Advertising price generally will not be a net positive for consumers. An expensive drug that says it costs $100k a year may scare consumers away from asking about it even though it may in fact cost them nothing. A $20 a month drug may sound cheap but a consumer may be paying full price for it because of coverage. The only intent of this potential AMA policy is to embarrass drug makers of very high price drugs. Pressuring drug makers on price is fair game for insurance companies, PBMs, and government payers. Retail price disclosure will only cause angst and confusion among consumers.

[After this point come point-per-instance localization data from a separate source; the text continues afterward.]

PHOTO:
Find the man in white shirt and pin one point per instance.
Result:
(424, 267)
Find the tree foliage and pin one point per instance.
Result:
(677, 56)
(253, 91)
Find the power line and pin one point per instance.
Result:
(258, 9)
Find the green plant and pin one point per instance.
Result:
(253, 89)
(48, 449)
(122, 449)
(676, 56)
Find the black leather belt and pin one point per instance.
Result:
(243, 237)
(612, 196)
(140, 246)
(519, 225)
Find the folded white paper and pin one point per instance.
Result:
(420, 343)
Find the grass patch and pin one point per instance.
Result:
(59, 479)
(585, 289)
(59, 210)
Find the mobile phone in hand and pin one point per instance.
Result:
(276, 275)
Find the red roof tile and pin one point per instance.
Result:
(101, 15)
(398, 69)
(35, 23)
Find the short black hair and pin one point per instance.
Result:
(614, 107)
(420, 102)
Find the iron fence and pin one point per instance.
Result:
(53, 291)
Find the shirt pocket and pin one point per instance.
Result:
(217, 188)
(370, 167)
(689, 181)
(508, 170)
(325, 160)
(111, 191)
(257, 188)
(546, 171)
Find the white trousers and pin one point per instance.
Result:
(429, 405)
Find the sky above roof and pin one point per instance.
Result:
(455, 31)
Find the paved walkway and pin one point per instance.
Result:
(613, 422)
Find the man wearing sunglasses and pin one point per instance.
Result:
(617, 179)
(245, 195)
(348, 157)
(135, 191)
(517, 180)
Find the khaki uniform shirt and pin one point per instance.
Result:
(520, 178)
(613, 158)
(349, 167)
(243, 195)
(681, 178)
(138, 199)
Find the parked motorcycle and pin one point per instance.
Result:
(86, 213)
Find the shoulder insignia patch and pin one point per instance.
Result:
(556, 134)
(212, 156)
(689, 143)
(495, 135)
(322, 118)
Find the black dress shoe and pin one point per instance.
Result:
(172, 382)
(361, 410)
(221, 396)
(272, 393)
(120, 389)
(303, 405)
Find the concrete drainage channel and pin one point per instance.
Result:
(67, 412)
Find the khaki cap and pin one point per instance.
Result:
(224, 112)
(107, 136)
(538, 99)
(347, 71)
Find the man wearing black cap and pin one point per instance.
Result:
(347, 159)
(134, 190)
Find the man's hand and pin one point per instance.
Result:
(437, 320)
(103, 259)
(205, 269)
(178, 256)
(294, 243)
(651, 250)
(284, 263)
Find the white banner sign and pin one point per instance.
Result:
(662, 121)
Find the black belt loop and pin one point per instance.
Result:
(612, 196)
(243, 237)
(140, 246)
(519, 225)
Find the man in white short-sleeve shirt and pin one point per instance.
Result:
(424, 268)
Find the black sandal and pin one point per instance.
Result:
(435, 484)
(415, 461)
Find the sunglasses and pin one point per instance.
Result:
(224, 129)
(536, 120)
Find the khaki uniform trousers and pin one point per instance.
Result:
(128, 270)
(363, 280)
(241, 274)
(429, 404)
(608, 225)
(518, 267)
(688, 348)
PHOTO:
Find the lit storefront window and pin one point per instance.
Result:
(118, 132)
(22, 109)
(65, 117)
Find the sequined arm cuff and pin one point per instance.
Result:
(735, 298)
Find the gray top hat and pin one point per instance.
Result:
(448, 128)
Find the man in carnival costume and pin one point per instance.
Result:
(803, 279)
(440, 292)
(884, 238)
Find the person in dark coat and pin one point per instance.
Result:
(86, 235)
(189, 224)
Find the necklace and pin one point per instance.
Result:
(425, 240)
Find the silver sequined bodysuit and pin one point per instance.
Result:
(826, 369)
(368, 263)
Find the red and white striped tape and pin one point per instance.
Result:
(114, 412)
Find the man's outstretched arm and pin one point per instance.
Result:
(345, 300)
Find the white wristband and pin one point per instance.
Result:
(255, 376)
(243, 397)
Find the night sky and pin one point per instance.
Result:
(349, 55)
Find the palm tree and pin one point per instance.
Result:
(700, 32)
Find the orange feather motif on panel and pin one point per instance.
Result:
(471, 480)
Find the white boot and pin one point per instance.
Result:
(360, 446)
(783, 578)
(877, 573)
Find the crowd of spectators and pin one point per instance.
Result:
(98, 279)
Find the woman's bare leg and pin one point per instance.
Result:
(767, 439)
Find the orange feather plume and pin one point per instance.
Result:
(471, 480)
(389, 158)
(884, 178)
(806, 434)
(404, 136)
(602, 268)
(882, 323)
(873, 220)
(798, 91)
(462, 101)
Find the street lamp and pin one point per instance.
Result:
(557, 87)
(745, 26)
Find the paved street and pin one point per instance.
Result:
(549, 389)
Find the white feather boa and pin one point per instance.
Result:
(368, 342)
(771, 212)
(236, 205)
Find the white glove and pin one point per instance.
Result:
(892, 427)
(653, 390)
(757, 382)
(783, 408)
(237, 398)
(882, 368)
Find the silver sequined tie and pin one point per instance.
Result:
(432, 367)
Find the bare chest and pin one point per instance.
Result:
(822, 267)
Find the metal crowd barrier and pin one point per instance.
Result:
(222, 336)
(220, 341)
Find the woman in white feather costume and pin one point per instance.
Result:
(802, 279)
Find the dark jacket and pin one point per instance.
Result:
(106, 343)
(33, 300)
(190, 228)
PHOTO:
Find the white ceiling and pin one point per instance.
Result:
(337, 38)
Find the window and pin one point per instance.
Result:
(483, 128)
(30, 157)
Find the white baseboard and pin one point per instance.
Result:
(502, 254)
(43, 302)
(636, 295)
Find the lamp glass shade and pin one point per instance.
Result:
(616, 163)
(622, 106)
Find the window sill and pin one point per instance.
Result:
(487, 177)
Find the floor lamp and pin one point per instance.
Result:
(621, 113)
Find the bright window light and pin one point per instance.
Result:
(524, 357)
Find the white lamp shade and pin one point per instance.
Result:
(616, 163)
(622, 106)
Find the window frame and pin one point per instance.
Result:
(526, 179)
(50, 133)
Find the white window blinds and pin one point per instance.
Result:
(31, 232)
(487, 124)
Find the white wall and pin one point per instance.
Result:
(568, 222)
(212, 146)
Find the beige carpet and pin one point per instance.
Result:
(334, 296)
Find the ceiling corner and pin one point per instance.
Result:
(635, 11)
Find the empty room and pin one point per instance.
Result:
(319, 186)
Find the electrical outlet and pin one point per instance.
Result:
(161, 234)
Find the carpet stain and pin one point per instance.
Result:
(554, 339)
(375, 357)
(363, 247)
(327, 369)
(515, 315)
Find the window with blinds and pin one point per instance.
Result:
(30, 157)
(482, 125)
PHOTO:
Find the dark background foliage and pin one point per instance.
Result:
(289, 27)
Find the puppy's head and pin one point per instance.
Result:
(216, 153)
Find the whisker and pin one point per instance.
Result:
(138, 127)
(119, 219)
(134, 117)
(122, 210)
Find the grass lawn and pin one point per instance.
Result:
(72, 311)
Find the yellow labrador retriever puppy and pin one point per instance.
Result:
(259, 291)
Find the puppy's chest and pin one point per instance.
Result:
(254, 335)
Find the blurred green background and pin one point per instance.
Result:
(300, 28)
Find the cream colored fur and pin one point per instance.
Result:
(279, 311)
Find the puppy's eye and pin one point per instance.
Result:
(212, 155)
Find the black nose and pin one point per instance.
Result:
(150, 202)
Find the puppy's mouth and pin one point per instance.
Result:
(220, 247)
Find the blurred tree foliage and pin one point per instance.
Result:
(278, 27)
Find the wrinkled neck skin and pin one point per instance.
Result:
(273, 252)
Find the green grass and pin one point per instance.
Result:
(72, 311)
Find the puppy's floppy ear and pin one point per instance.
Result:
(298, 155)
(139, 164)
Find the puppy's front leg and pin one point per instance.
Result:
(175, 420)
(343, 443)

I also have concerns that consumers are not experts on price/value of drugs. Does curing Hep C for $80,000 cost less than liver transplant, or long hospitalization? Does paying $100,000 for an extra year of life make sense for a cancer patient? These decisions are complex and required an informed factual basis. It makes sense to have independent medical third parties do research on drug price/value and have consumers and doctors made aware of those analyses. I can even support ads being required to have a web site posted that has those analyses.

I understand doctors are frustrated with drug prices. I also know some drug companies have gone too far in aggressive pricing. The solution is in self-restraint, tough negotiations by payers, and well done research on cost/benefit of drugs. Advertising retail price will not help consumers and in fact may discourage them from seeking treatment because they assume they cannot afford the drug.